L’IEA – l’Agence internationale de l’énergie – estime que ces centres de données émettent déjà environ 1% des gaz à effet de serre dans le monde. Il faut dire que, depuis 2010, le nombre d’internautes a doublé et le trafic global sur Internet a été multiplié par 20. Désormais, un peu plus de 5 milliards d’individus (deux personnes sur trois) se connectent régulièrement, sur un ordinateur ou un smartphone.
Un problème qui ne fait que commencer
Même si des efforts sont faits pour limiter la consommation d’énergie des centres de données, les nouvelles technologies émergentes (crypto, deep learning, etc.) font grimper la facture énergétique ces dernières années. Néanmoins, la hausse n’est pas corrélée, heureusement car des efforts sont faits à la fois sur l’efficacité du refroidissement des data centers et sur le mix énergétique, en Europe notamment.

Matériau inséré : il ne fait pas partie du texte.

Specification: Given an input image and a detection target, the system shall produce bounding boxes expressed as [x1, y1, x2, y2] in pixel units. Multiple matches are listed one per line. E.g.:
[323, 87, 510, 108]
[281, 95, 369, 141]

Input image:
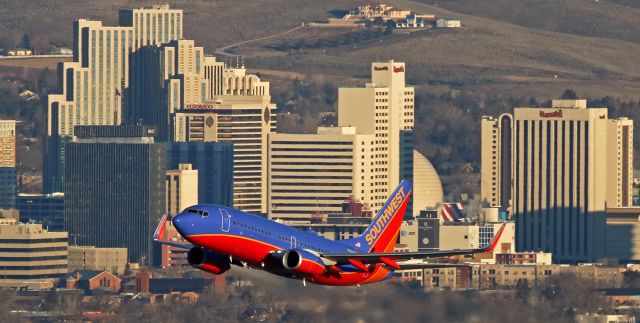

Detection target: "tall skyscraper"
[269, 127, 378, 222]
[266, 61, 414, 221]
[165, 164, 198, 216]
[0, 120, 17, 209]
[64, 126, 165, 264]
[481, 100, 633, 262]
[607, 118, 633, 207]
[480, 114, 513, 213]
[43, 6, 182, 193]
[0, 120, 17, 167]
[165, 142, 233, 206]
[338, 61, 414, 210]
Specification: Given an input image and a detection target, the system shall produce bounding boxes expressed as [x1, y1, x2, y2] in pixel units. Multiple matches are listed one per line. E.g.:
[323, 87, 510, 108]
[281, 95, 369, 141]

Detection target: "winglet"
[153, 213, 168, 241]
[482, 222, 507, 253]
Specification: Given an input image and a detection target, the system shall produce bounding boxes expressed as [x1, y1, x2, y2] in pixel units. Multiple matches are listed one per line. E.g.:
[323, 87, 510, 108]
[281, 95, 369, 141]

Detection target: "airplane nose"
[172, 213, 187, 234]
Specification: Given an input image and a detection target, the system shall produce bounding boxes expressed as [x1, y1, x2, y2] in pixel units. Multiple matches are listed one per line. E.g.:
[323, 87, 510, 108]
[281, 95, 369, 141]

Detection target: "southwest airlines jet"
[154, 181, 504, 286]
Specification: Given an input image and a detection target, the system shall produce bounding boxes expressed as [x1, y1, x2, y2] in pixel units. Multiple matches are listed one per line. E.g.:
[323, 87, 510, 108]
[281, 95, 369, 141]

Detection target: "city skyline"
[0, 0, 640, 322]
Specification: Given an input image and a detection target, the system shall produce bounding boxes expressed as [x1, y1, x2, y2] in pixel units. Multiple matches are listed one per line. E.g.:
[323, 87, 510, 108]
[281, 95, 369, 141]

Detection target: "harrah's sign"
[373, 65, 404, 73]
[540, 109, 562, 118]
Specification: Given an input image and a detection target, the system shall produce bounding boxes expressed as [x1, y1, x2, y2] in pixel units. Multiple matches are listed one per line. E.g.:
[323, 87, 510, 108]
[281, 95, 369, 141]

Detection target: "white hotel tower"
[268, 61, 414, 222]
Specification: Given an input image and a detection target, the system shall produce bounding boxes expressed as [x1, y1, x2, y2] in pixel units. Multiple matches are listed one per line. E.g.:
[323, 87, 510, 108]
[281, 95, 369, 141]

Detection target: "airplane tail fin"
[343, 180, 413, 252]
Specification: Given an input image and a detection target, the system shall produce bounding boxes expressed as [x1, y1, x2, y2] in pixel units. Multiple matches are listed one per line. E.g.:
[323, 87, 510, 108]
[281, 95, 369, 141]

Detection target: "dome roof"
[413, 150, 444, 215]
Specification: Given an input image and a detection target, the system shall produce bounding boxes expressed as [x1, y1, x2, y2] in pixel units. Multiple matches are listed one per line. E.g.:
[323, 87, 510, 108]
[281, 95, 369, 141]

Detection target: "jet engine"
[187, 247, 231, 275]
[282, 249, 327, 276]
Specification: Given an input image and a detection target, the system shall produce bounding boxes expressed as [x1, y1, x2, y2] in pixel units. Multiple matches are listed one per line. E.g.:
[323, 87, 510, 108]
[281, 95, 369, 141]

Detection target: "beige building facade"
[268, 127, 378, 222]
[165, 164, 198, 216]
[0, 120, 17, 168]
[338, 61, 414, 213]
[0, 219, 69, 289]
[69, 246, 127, 275]
[606, 118, 633, 207]
[481, 100, 633, 262]
[172, 95, 276, 214]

Le ratio performance-consommation énergétique des processeurs et des serveurs ne cesse de s’améliorer. Et les Gafam s’emploient très activement à décarboner leurs énormes centres de données, car la plupart a annoncé viser la neutralité carbone d’ici 2030. Des engagements pris… avant l’explosion de l’intelligence artificielle auprès du grand public et des entreprises. L’enjeu Net Zero n’en est donc que plus essentiel.